Tuesday, May 29, 2007

Netflix Review: Fast Food Nation (2006)

Misplaced Beef!

Fast Food Nation
Suggested Netflix Queue Position: 47

I’ll try not to turn this review into social commentary, but Fast Food Nation doesn’t leave you much choice. This is a blatant, if misguided, attack on the Fast Food Industry.

This movie should have been called “Sexual Harassment in the Meat Packing Workplace,” because that’s ultimately the subject on which the film focuses.

Greg Kinnear plays Don Anderson, Marketing Executive for Mickey’s, a not-so-subtle jab at McDonald’s, of course. Anderson has made a name for himself by creating and branding “The Big One”, a large hamburger. But trouble arises when Anderson is notified that unexpectedly high levels of contamination are finding its way into the meat. He must go to the Colorado plant of the meat supplier to investigate.

What begins as an investigation by Anderson, however, wanders into a portrait of life as an employee of a small-town meat packing company. A corrupt supervisor at the meat plant sexually harasses (and assaults) his female workers. The workers at the plant, illegal immigrants from Mexico, can hardly fight back since their resident status – not to mention income – would be jeopardized.

A teenage employee at Mickey’s ponders her future as a group of her friends protests the treatment of cows at the plant. Meanwhile, Anderson is led around the plant and a local ranch in search of answers to the contamination issue, which are cryptically offered by local ranch hands and middlemen in a web of hearsay.
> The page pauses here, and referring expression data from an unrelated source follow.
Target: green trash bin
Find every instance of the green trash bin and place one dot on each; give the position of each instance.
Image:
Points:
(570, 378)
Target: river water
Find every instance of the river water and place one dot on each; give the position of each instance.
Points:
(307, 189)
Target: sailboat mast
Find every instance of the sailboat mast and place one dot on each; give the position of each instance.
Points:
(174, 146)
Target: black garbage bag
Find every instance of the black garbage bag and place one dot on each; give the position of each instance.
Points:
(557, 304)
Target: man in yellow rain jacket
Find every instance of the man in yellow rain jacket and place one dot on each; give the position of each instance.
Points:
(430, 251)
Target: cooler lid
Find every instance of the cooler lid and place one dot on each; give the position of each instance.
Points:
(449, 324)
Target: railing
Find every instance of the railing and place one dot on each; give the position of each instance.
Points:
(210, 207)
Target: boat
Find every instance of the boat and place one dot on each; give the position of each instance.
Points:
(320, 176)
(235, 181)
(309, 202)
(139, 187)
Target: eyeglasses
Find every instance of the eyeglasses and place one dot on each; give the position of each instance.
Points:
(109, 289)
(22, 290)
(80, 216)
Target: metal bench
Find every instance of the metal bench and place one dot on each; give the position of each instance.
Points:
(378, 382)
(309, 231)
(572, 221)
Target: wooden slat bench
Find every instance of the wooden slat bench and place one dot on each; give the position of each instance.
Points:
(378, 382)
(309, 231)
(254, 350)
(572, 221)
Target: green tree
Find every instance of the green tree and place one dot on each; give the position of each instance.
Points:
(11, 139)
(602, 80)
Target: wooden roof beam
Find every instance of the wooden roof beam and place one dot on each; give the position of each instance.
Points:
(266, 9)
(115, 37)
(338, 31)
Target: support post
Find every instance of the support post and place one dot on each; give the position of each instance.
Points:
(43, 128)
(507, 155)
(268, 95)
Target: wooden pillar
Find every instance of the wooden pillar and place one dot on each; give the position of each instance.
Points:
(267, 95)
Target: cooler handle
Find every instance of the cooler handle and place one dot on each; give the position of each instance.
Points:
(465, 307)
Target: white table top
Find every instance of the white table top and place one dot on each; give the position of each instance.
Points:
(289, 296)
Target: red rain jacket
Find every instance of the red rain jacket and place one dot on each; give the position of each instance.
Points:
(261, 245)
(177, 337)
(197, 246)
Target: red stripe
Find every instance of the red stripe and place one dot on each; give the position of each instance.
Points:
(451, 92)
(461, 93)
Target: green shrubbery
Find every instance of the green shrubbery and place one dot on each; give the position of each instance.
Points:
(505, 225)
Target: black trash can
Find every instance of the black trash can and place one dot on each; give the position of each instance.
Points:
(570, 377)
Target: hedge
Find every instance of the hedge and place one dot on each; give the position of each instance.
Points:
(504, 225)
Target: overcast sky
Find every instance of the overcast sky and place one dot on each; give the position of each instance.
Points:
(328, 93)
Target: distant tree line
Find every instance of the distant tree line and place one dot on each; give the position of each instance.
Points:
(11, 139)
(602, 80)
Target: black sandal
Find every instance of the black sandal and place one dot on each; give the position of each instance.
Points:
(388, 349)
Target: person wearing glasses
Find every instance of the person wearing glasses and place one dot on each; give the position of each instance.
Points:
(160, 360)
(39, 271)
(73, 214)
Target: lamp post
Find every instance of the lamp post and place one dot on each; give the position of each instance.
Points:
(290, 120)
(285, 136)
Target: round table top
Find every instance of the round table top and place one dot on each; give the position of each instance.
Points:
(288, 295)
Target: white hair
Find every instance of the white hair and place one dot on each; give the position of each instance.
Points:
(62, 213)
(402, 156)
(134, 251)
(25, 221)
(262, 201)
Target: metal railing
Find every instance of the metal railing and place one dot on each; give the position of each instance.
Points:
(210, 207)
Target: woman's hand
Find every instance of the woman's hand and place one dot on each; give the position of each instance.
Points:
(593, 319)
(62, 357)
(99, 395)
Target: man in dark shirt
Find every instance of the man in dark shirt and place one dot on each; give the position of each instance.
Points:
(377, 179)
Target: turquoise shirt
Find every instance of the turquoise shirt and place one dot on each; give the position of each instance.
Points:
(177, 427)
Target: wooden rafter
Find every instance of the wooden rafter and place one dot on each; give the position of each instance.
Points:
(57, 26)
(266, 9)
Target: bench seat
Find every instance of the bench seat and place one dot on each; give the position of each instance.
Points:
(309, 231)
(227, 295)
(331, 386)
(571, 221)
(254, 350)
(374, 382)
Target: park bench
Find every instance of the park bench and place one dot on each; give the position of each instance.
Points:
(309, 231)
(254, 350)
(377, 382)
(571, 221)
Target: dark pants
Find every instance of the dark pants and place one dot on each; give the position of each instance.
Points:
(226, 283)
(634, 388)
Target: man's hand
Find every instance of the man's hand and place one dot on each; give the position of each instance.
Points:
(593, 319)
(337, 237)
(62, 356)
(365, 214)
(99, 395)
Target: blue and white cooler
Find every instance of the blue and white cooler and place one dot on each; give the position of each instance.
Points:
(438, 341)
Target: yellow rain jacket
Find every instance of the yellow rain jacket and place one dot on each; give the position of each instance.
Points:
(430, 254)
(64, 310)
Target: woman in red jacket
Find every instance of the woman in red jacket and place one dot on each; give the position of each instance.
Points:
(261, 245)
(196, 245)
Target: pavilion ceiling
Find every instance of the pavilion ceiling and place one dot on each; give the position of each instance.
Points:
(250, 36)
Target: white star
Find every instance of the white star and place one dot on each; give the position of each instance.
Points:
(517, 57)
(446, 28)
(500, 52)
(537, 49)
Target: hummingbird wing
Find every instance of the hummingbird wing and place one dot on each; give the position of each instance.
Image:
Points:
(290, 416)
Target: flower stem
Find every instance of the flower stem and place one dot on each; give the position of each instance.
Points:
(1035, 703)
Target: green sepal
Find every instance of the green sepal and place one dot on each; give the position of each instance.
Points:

If Director Richard Linklater (Bad News Bears) was trying to expose the fast food industry, he should have stuck to the FAST FOOD INDUSTRY. Aside from the scenes where teenage employees at Mickey’s complain about wages, the movie doesn’t have much to do with fast food, which doesn’t serve as much of an indictment.

I wouldn’t be too concerned about this film were I an executive of a fast food chain. How is McDonald’s responsible for illegal behavior by supervisory staff at their meat suppliers? As for the disgruntled teenage employees at these fast food chains, why don’t they find another place to work? I’m sure the Gap is hiring. Hell, one character even rants about the plethora of retail stores new to the area.

This all, of course, stems from the fact that people are upset with the unhealthy crap being served up by fast food chains. So even a feeble expose such as this seems misplaced, if not unwarranted. Further, since ‘Super Size Me’ cornered the market on the unhealthy face of this industry, what’s left is this vague and peripheral portrait. What both films ignore is that, if fast food so unhealthy, then EAT SOMEPLACE ELSE. No one is holding a gun to the heads of the general public.

As for Fast Food Nation, far more relevant would have been Mickey’s reaction to the contamination concerns. Did they ignore the signals? Will they change suppliers? We never find out – and it should come as no surprise that the big bad corporation doesn’t get the chance to defend itself here. Then again, facing such a weak attack, they really don’t have to.

1 comment:

patrick said...

just watched Fast Food Nation, it's an impactful flick to say the least... earlier today i passed up a sausage mcmuffin because of it.